LAHORE     -     The Disasters Epidemiological Suscepti­bilities and Pandemic Outbreak (DESPO) appraisal warned here on Wednesday that at least 650,000 pregnant women are facing severely difficulties in the af­termath of unusual monsoon rains and consequent deluge in various parts of the country. According to the Asia & Oceania Post-Doctoral Academia (AOP­DA) impact overview report, released here, nearly 650,000 women are going to deliver babies in the next three to five weeks, who are at high risk of contract­ing lifelong ailments as a consequence of several waterborne, vector-borne and airborne diseases. The impact overview of 2022 torrential flooding warned that the newly born babies could contract diseases including leptospirosis, lym­phocytic chorio-meningitis (LCMV) and ailments related to the cell mediated im­munity (CMI).

The overview said that unprecedent­ed rains and torrential flooding had left over 6.4 million people in dire need of humanitarian assistance. Of them are 3.1 million children and nearly 650,000 pregnant women. The report named Au­rangzeb Hafi’s DESPO Appraisal warns of the increasingly worsening situation in the hexa-effect aftermath of the high tides from the heavy monsoon of 2022.

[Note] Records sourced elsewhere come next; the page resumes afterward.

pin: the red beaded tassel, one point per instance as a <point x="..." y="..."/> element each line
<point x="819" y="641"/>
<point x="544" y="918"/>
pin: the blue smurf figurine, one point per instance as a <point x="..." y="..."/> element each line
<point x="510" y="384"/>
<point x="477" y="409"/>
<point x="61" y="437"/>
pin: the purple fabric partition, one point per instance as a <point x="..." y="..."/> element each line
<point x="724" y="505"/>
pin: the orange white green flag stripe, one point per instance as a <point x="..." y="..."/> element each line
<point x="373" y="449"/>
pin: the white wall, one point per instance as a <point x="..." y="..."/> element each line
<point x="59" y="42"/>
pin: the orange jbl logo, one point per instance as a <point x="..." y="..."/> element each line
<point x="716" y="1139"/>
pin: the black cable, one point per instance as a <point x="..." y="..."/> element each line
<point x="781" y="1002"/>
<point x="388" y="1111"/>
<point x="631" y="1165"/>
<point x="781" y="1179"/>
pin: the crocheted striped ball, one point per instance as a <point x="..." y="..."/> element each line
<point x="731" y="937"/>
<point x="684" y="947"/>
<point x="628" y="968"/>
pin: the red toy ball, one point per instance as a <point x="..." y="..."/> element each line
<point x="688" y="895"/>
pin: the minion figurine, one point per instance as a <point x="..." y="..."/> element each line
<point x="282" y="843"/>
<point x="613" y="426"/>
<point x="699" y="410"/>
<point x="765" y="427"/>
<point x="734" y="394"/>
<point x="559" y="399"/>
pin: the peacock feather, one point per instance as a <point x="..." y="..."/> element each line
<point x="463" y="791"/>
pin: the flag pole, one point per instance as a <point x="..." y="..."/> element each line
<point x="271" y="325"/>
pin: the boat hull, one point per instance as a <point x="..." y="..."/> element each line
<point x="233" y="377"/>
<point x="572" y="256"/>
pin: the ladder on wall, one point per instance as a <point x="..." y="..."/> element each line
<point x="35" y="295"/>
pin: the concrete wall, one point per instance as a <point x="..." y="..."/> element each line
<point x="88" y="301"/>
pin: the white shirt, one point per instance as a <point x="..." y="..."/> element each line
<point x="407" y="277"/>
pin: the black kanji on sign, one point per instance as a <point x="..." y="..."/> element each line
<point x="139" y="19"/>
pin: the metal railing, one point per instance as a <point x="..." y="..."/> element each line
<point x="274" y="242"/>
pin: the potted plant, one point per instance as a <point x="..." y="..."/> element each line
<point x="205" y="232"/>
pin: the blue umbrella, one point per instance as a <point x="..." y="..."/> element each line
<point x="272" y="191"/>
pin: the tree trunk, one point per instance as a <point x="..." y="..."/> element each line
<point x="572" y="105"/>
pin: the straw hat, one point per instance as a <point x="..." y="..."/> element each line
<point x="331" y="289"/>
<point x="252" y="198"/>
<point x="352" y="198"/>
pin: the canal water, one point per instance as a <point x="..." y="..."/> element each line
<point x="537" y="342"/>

A UNICEF statement, issued recently, says: “More than three million children are at increased risk of waterborne dis­eases, drowning and malnutrition due to the most severe flooding in Pakistan’s recent history.”

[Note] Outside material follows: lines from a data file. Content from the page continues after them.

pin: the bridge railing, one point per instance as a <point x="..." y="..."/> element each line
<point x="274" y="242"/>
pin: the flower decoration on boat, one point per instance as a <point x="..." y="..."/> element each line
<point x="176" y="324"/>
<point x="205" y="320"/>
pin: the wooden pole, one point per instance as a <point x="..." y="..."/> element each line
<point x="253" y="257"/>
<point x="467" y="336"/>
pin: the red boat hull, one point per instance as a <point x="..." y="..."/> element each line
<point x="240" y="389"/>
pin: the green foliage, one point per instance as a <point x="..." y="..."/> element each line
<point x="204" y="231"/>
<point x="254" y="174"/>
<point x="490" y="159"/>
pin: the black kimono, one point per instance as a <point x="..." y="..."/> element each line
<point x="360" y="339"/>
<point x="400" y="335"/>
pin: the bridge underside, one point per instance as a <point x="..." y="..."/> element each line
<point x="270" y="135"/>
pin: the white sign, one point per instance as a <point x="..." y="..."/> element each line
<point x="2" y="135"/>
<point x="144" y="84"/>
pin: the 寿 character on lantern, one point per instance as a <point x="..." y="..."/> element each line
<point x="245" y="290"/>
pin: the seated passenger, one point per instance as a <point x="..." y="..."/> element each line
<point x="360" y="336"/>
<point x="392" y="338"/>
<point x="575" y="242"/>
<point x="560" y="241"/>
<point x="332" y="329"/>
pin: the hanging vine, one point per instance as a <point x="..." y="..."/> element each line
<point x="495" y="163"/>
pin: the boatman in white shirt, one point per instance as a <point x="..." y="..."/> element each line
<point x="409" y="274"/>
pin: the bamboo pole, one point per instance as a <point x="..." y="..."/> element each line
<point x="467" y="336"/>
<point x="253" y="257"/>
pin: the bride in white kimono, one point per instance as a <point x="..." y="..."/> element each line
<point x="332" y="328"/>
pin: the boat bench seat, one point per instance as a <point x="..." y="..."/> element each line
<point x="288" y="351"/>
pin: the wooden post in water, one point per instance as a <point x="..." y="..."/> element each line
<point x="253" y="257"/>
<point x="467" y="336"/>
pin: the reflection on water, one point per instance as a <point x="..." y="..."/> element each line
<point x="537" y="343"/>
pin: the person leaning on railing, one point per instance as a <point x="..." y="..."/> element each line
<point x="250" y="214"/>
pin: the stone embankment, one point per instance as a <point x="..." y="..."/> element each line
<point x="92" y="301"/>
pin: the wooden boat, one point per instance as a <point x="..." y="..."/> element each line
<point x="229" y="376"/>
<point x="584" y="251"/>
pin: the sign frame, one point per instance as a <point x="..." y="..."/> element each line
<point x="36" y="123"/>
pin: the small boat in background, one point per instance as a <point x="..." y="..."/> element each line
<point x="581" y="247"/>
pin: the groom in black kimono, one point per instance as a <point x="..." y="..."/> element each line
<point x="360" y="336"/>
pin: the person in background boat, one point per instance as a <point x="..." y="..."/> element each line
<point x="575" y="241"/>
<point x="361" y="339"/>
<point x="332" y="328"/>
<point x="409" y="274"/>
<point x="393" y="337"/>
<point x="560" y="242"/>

The DESPO assessment alert already warned quite timidly of the upsurge of waterborne, vector-borne as well as air­borne diseases, including fatal leptospi­rosis, followed by the toxic outbreaks due to contaminants, carried by the floodwater. “Many of these indicators were markedly specified in the post-di­saster cursors of the DESPO assessment report of 2014 floods also, but no lessons were learned from the previous calami­ties,” regrets DESPO Principal Investiga­tor Prof Aurangzeb Hafi. According to the parameters adopted in ACAPS Summary Sheet of Global Emergency and the UN-KAKHTAH markers, as well as in view of the updated data analysis of the floods of 2022, all of the core-indicators suggest that Pakistan certainly bears the ‘emer­gency’ zone’s hallmarks. In many hard-hit areas of Pakistan, poorly maintained sewers are overflowing, carrying along heavy toxins and remnant industrial waste thus contaminating the drinking water supplies. The floodwater in many areas bears high toxicity concentrations and strong indications suggest the pres­ence of arsenic along with a considerable number of other toxins coming from in­dustrial sewers. And if, the situation pre­vails for another 10-15 days, it would be emerging as a host to a number of haz­ardous ailments, especially among preg­nant women and newly born babies.

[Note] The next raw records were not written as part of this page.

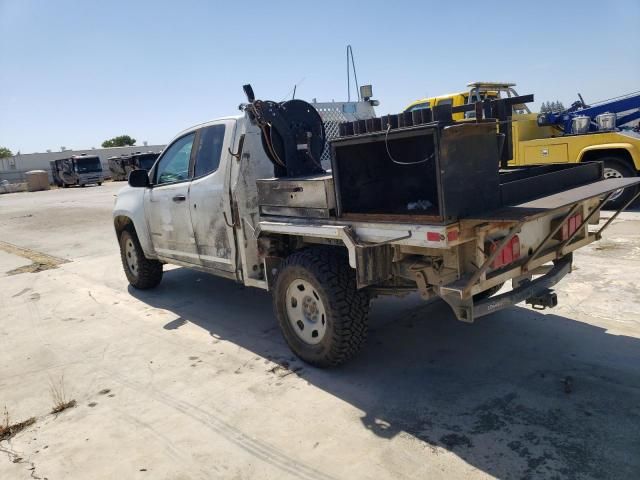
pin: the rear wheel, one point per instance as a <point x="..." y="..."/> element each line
<point x="615" y="167"/>
<point x="323" y="317"/>
<point x="141" y="272"/>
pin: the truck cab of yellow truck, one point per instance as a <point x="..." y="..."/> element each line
<point x="536" y="141"/>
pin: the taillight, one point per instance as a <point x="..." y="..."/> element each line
<point x="510" y="253"/>
<point x="568" y="228"/>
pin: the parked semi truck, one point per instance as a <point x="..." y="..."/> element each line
<point x="77" y="170"/>
<point x="120" y="166"/>
<point x="582" y="133"/>
<point x="418" y="206"/>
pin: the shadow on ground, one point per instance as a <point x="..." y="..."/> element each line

The report says that impaired absorp­tion of water, electrolytes and minerals causes impaired formation of Micelle + C complex, which in turn results in mul­tiple mal-absorption complications. The presence of either both types of deficien­cies, or any one of the above mentioned factors can seriously affect the CMI (cell mediated immunity) leading to patho­logical complications in small babies.

Malnutrition and mal-absorption rates in children, particularly those in refugee camps, is becoming thrice the emergen­cy threshold, measured as per the UN’s WFP-WHO laid parameters, cautions the DESPO-Flood-2022. “Childbirths, deliv­eries or pregnancies are not the kind of a phenomenon, at all, that can be post­poned or delayed for the disasters to be over – or even be ‘put on hold’ for the policy-works to be completed. Whatev­er is to be done is to be done right now. Whatsoever are the steps, the requisite procedures, or the measures that are to be taken are to be taken here and now, without delay of a single day. By now, at least, shouldn’t we start thinking sanely,” remonstrates Prof Hafi.

It is high time that the policymakers, politicians, NGOs and the public at large come forward for raising voice for those who could not raise it for themselves, the voiceless, the unborn babies, the new­borns and the disabled. Prof Aurangzeb Hafi has long been working for the is­sues concerning the pre-birth disability-prevention-centred subject matters in cataclysmic situations. He was the prime investigatory head of CRRA-CRRM (Child Retardation Risk Assessment & Child Re­tardation Risk Minimization) projects of the Asian Tsunami of 2004.